RUMAH KENANGA DI TENGAH BELANTARA 14
(Tien Kumalasari)
Kenanga sampai di rumahnya sambil membawa beberapa buah ubi kayu yang baru diambilnya di kebun sambil berjalan pulang. Ia langsung ke belakang rumah, menyalakan kayu untuk membakar ubi.
Ketika asap ubi itu terbawa angin, dari arah depan sang ayah berteriak.
“Kenanga, kamu sudah kembali?”
Kenanga hanya menjawab ‘sudah’ tapi sambil membolak-balikkan ubi yang dibakarnya.
“Kalau sudah matang bawa kemari ubinya, ada yang akan membantu menghabiskan,” kata sang ayah tanpa bertanya tentang apa yang dikerjakan Kenanga, karena dari aromanya ia sudah tahu bahwa anaknya sedang membakar ubi.
“Iya. Nanti Kenanga siapkan untuk Bapak.”
“Bukan hanya bapak, ada dua yang lainnya.”
Kenanga heran. Pagi mulai merayap. Dari arah timur cahaya keemasan menembus belantara itu melalui sela-sela dedaunan.
Rasa dingin yang menggigit perlahan sirna. Kenanga masih jongkok di depan api kayu, sambil membolak-balikkan ubi supaya tidak gosong.

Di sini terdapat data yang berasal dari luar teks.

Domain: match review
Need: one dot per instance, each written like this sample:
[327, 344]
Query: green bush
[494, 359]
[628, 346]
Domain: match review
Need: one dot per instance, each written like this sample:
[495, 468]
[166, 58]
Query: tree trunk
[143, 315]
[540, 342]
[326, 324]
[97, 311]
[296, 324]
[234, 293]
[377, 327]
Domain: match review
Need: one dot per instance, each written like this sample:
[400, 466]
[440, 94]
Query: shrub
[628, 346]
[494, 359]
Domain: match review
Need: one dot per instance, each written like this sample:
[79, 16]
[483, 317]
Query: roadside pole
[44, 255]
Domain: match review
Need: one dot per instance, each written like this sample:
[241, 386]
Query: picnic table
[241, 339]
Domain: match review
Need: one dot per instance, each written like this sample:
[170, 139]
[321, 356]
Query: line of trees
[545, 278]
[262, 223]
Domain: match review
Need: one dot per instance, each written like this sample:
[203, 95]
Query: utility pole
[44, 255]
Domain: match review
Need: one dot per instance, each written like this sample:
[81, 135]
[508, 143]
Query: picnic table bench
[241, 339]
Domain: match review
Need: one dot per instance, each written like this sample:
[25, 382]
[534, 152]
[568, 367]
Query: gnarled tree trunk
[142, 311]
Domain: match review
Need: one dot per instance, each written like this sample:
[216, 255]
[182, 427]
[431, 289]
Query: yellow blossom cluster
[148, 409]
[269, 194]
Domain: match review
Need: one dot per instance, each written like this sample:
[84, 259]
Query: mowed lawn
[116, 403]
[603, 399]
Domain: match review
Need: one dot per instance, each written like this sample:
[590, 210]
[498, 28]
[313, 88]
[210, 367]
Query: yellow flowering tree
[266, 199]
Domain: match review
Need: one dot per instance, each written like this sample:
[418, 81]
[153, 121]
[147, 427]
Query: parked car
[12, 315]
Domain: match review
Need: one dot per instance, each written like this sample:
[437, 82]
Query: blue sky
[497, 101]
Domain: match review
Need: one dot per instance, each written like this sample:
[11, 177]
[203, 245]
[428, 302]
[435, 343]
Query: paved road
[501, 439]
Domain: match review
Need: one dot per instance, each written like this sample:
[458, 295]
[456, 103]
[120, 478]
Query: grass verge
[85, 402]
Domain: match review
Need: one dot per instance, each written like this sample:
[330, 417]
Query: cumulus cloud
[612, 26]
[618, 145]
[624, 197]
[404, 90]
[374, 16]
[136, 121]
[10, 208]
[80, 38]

Tapi perkataan sang ayah tentang dua orang lainnya sedikit mengganggunya. Walau begitu ia tak segera meninggalkan perapian itu, takut ubinya gosong.
Telinganya mendengar sang ayah bicara, entah dengan siapa. Ketika ubinya matang, Kenanga baru bangkit, mengambil piring dari tanah di dapur, lalu meletakkan beberapa potong di atasnya, setelah mengentas sisanya di wadah yang lain.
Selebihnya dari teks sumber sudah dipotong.